# OMY~ I have babies



## pondmom (Feb 13, 2004)

This is what I found in my tank(2 of them). I had no idea my fronts were even holding. :dancing: :dancing:


----------



## Duarte101 (Jun 9, 2004)

lol grats


----------



## Razzo (Oct 17, 2007)

Now that's cool - congrats!


----------



## cichlidgirl1 (Sep 17, 2007)

wonderful.


----------



## KoenEeckhoudt (Oct 28, 2007)

cool  congratz


----------



## pondmom (Feb 13, 2004)

So let me ask...
My adult fronts won't eat these will they :? I sure hope not because the little ones are
so darn cute!!
How could I have missed this?


----------



## cichlidgirl1 (Sep 17, 2007)

If they can catch and find them they will eat them. You might have had alot more than just two and those are the two smartest of the group and held on hiding in the rockwork the longest.


----------



## GJx (Mar 13, 2003)

pondmom said:


> So let me ask...
> My adult fronts won't eat these will they :? I sure hope not because the little ones are
> so darn cute!!
> How could I have missed this?


I know that they WILL eat them if they can get them & although I've seen Fronts pull back & not eat their young,...I wouldn't suggest to anyone asking that they won't eat everyone that they can catch & sometimes INSTINCTUALLY gulp them down.

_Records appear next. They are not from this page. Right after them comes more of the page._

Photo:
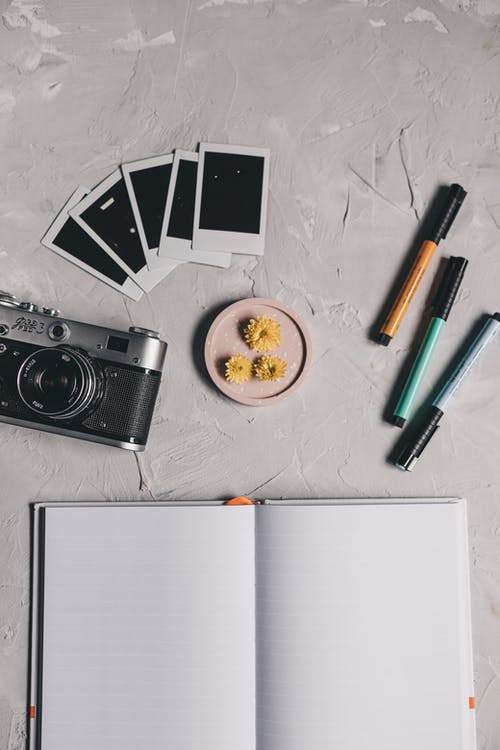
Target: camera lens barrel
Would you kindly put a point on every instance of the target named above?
(60, 383)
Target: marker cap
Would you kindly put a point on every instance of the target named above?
(409, 456)
(449, 286)
(454, 199)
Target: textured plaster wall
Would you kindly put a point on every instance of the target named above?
(367, 106)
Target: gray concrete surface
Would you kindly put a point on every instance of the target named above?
(367, 107)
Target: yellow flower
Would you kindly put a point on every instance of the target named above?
(270, 368)
(238, 369)
(263, 334)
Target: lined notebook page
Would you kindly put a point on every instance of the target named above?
(362, 628)
(148, 638)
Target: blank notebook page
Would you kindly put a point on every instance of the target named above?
(363, 628)
(148, 637)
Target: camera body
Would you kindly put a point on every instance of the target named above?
(77, 379)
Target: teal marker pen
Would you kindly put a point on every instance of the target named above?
(427, 429)
(445, 297)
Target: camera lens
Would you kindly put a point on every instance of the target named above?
(59, 383)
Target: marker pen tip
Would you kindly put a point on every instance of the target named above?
(384, 339)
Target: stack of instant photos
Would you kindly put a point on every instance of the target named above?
(150, 215)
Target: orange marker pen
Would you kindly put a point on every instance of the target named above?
(454, 200)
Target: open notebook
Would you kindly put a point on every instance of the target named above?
(286, 626)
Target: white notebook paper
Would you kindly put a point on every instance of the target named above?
(268, 627)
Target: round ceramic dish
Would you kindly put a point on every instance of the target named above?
(225, 338)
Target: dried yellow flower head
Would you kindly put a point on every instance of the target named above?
(238, 369)
(270, 368)
(263, 334)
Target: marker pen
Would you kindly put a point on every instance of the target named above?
(445, 297)
(454, 200)
(413, 451)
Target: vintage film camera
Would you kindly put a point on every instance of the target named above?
(77, 379)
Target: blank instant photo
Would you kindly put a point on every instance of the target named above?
(67, 238)
(177, 230)
(106, 214)
(231, 199)
(147, 182)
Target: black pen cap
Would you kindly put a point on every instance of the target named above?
(411, 453)
(449, 286)
(451, 207)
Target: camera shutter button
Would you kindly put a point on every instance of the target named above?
(28, 306)
(144, 332)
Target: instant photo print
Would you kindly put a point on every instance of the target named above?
(106, 214)
(177, 230)
(67, 238)
(231, 199)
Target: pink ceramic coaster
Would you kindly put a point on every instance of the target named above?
(225, 338)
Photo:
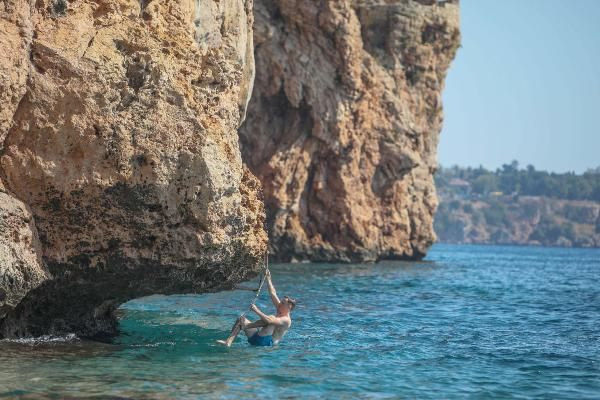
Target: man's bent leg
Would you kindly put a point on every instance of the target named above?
(250, 328)
(235, 330)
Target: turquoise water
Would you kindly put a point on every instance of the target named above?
(472, 321)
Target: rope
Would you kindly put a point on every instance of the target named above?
(262, 281)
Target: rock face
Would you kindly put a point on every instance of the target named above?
(343, 124)
(119, 127)
(21, 268)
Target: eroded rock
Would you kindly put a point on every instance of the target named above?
(343, 125)
(121, 138)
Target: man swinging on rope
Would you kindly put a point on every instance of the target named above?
(269, 329)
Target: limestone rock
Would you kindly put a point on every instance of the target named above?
(21, 267)
(343, 124)
(120, 135)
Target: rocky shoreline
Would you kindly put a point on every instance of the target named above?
(124, 171)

Don't feel bad pondy, if you have had fronts for anytime, then most of us have probably missed a spawn, & only knew it occurred when the fry darted in & out from under a rock when the female released them.

Usually when you have them already in the tank like that & you notice, it's almost impossible to catch them, unless you totally break down the tank. I end up making more places for them to duck into & be comfortable & make sure that they get food & they grow & do the rest.

CONGRATZ!!

gjx


----------



## cichlidgirl1 (Sep 17, 2007)

If you had your heart set on catching them you could also try to put a tank divider (make sure it goes into the substrate) when they are in a certain area that way you would only have to remove the rocks in that one area and not the entire tank. Then you could net them and put everything back the way it was.


----------



## GJx (Mar 13, 2003)

cichlidgirl1 said:


> If you had your heart set on catching them you could also try to put a tank divider (make sure it goes into the substrate) when they are in a certain area that way you would only have to remove the rocks in that one area and not the entire tank. Then you could net them and put everything back the way it was.

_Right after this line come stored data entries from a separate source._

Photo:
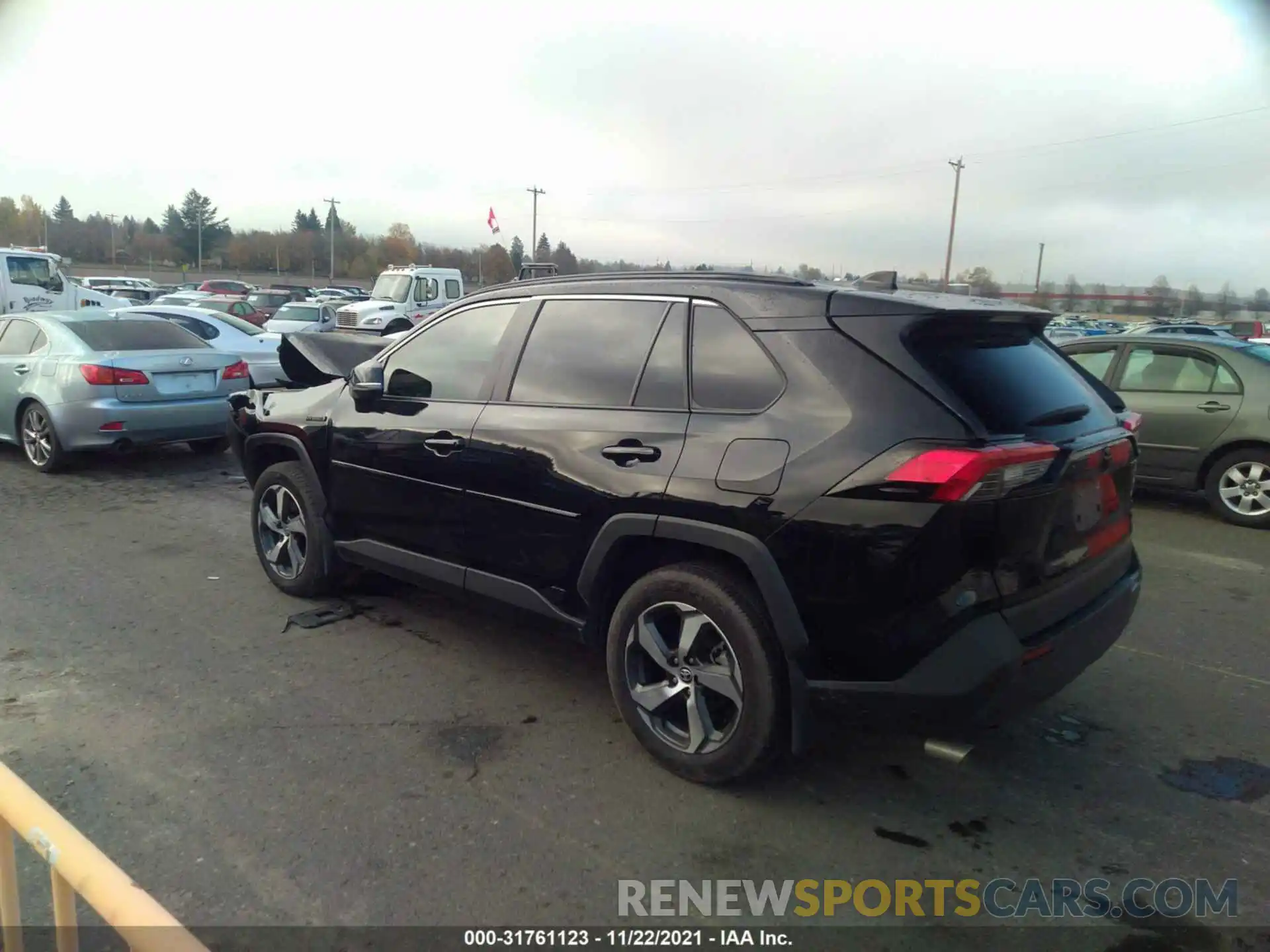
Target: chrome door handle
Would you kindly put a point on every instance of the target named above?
(628, 456)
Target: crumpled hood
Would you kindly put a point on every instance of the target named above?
(318, 358)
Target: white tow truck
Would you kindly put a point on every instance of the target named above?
(402, 298)
(32, 281)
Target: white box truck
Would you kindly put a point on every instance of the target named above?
(32, 281)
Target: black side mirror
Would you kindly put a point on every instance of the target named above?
(367, 383)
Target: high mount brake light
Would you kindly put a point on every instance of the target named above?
(987, 473)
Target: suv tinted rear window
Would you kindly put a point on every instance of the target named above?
(1009, 376)
(135, 335)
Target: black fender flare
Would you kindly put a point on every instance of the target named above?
(253, 444)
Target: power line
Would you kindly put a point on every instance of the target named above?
(839, 211)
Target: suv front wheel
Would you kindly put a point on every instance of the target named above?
(291, 539)
(698, 674)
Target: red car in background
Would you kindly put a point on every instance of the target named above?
(222, 286)
(235, 306)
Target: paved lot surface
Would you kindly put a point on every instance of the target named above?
(433, 762)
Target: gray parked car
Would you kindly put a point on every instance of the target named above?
(1206, 413)
(93, 380)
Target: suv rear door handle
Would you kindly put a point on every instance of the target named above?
(444, 442)
(632, 454)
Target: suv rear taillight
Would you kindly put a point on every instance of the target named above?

Might work for some, but I'd have to change my aquascaping around drastically just to do that ( HEY MAYBE I'M JUST LAZY  ) & maybe my lil front fry have alwsy been more skiddish than some others, but some of them I hardly saw but briefly & in glimpses,...but far away enough from large rock masses for me to do that.


----------



## cichlidgirl1 (Sep 17, 2007)

I guess it would depend on how much rockwork and how its organized. I try to leave gaps here and there without any rocks, i could slip a divider in and my rock piles are not that high or big rocks. So i guess its all about how many and how its put together.


----------



## Bearfan (Dec 17, 2007)

Congrats. you have a momma fish that can hold full term!


----------



## cichlidgirl1 (Sep 17, 2007)

yeah, i didnt think about that, its rare for fronts to hold full term i belive. Maybe not rare just not as common.


----------



## pondmom (Feb 13, 2004)

You guys are great!! Thanks for all the replies.
However...I'm not looking to catch them. I'm just going to leave them and hopefully they will grow to the size of my adults.
I can't really place a divider in there because it's rather deep and my other fronts would not have the room that they need.
I also have a moori in this tank(which I'd like to find a home for) as well as a yellow one that I don't know what it is.
Everytime I take the camera out...they get very skidish and hide. My largest adult males are roughly 8"

Here's my passion :thumb:


----------



## Bearfan (Dec 17, 2007)

WOW. Very nice. You must live somewhere warm. Those would freeze here in Chicago. Or a large heater would be needed.


----------



## pondmom (Feb 13, 2004)

Bearfan...

I live in Minneapolis, MN. Only in MN can it be 70* one day and snow the next!! :thumb:


----------